Back in 1986 I attended a 3-day federal tax law seminar following Reagan's major tax act of that year. The third day got draggy after lunch and many of the approximately 1,000 lawyers/CPAs in attendance were drowsy. The first speaker that afternoon introduced himself: "I am an actuary. You're probably wondering why I am here as a speaker. Well, actuaries are an important part of this new tax act. Now just what is an actuary? Well, an actuary is a person who wanted to become a CPA but lacked the personality." Even the CPAs in the audience laughed as we were all awakened and alert for the rest of the afternoon.
I find it interesting that there is going to be both a low bound and high bound on allowable insurance coverage.
If your health insurance has an "actuarial value of [under] 65%", then you lose it and are forced into the public exchange.
If your health insurance is "gold plated" -- then you are taxed on it so that you cannot afford it and have either reduce your health insurance coverage or go into the public exchange.
Of course the end goal is for everyone to have exactly the same health insurance, except for those people wealthy enough to laugh at the "gold plated" insurance tax.

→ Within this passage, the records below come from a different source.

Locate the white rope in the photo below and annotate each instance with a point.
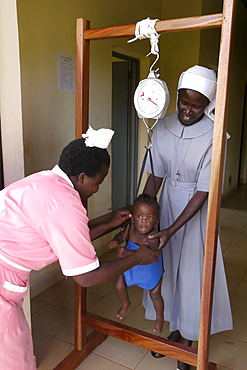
(146, 29)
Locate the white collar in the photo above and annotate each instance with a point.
(57, 170)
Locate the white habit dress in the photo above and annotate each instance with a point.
(182, 154)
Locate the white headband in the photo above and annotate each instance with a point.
(98, 138)
(204, 81)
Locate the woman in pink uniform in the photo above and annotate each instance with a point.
(42, 219)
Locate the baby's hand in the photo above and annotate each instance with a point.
(113, 244)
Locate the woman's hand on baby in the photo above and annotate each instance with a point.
(113, 244)
(163, 235)
(146, 255)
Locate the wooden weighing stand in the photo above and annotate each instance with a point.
(103, 327)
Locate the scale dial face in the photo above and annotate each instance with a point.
(150, 98)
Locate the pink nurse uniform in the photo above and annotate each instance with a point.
(42, 220)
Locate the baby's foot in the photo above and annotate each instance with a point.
(158, 326)
(122, 311)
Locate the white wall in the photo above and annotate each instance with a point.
(10, 94)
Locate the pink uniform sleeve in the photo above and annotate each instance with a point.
(66, 230)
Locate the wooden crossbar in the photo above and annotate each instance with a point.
(103, 327)
(171, 25)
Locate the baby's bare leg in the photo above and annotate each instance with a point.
(122, 293)
(158, 302)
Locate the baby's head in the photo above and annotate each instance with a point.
(145, 213)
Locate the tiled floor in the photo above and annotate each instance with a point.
(52, 312)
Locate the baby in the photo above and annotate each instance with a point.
(144, 221)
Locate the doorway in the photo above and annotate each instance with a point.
(125, 77)
(243, 149)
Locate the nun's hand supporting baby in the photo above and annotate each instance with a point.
(163, 235)
(145, 255)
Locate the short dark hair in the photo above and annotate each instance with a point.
(145, 198)
(76, 158)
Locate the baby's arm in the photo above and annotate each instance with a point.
(116, 241)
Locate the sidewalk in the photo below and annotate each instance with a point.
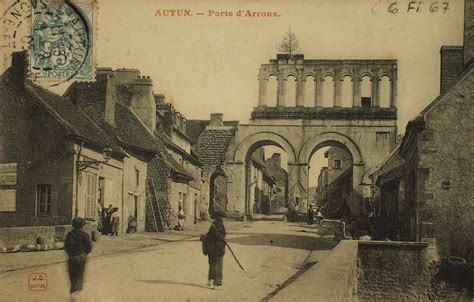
(107, 245)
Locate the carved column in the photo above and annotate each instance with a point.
(262, 97)
(319, 85)
(393, 92)
(356, 84)
(375, 91)
(281, 91)
(300, 84)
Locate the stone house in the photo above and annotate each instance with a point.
(280, 175)
(261, 185)
(391, 213)
(122, 103)
(436, 184)
(212, 137)
(59, 160)
(335, 181)
(178, 173)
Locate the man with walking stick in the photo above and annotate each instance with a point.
(216, 249)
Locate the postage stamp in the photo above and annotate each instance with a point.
(61, 46)
(38, 281)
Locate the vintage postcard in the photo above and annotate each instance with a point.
(248, 150)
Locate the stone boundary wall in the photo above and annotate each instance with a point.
(393, 270)
(12, 236)
(334, 278)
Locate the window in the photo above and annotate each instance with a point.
(366, 102)
(7, 200)
(137, 176)
(43, 199)
(91, 200)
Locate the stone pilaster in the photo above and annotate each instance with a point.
(281, 91)
(356, 86)
(262, 97)
(300, 84)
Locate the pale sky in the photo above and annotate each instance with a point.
(210, 64)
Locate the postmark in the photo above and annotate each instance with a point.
(38, 281)
(62, 41)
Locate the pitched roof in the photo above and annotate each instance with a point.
(417, 123)
(166, 140)
(390, 169)
(195, 127)
(176, 167)
(73, 119)
(128, 128)
(212, 144)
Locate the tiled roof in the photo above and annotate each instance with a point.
(72, 118)
(128, 128)
(176, 167)
(213, 143)
(195, 127)
(166, 140)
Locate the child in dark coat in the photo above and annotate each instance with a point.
(77, 245)
(216, 249)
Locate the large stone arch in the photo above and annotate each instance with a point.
(261, 139)
(326, 138)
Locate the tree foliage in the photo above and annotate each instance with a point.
(289, 43)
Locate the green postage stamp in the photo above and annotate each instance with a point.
(62, 41)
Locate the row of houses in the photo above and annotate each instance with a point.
(425, 188)
(112, 141)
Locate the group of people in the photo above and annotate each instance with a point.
(313, 215)
(78, 244)
(109, 220)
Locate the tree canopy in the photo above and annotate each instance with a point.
(289, 43)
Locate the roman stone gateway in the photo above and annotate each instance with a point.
(360, 117)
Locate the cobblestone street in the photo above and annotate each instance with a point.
(170, 266)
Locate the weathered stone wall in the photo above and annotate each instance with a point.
(392, 271)
(33, 140)
(452, 65)
(444, 171)
(159, 172)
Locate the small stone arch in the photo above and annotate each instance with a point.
(327, 73)
(385, 74)
(367, 74)
(346, 74)
(271, 74)
(311, 144)
(261, 139)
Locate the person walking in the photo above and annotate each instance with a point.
(77, 245)
(310, 215)
(216, 249)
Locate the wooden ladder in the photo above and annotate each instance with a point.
(154, 211)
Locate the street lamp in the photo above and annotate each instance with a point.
(82, 164)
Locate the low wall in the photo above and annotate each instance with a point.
(12, 236)
(334, 278)
(393, 270)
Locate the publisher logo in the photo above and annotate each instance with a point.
(37, 281)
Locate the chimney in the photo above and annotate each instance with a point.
(143, 101)
(105, 76)
(217, 119)
(452, 65)
(125, 76)
(468, 32)
(159, 99)
(110, 100)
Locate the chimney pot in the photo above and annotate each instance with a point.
(217, 119)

Thus we are being placed in the equivalent of a vise. Watch for Congress to start turning the vise. Higher taxes on "gold plated" insurance. Bigger tax credits for the "actuarily underinsured". Soon we will all be equal because we will have the one same government choice.
Well, it does say that existing plans are grandfathered. It also indicates four levels, with bronze at the bottom and gold at the top. I believe it also allows states to have different insurance regulations and licensing, meaning that there will be 50+ different state arrangements, and within each state there could be dozens of different plans that meet the Minimum for Creditable Coverage, and many of them can avoid getting to the "gold" level. So I wouldn't say that it is moving to where we all have the same coverage.
You have to look at where the problems are. One problem is where insurance companies offer what claim to be good plans but which don't protect people from the risks of catastrophic or in many cases normal health care costs. So the "minimum" is there to solve that problem. The states and free market haven't done it, so it must be up to the Federal Gov, or else we pretend it's not a problem.
The other extreme is where highly paid workers receive extravagant pre-tax benefits (like health care) rather than additional (taxable) cash salary. If this bill is an attempt to say that, above a certain level, the costs can't be excluded from tax, then yes it results in a slightly higher tax but it gets rid of one of the excesses. I suppose another alternative would be to eliminate the health insurance tax exemption for employer contributions to health care insurance, which would also mean that those working for small business would no longer be at a disadvantage, and probably make it more likely that people will strike out on their own to start a new business rather than stay in a job they don't like.
It would be better if HCR were trying to simplify things (like the tax code) instead of adding one more niggling regulation or condition or exception.
The Baucus bill might be better than no health care reform, but it's not clear to me how much better. My main criteria is whether health care costs as a whole go down. In other words, if there were no subsidized health care for the poor, how much less would this plan cost the country as a whole (e.g. as percentage of GDP) than the "don't make any changes" option.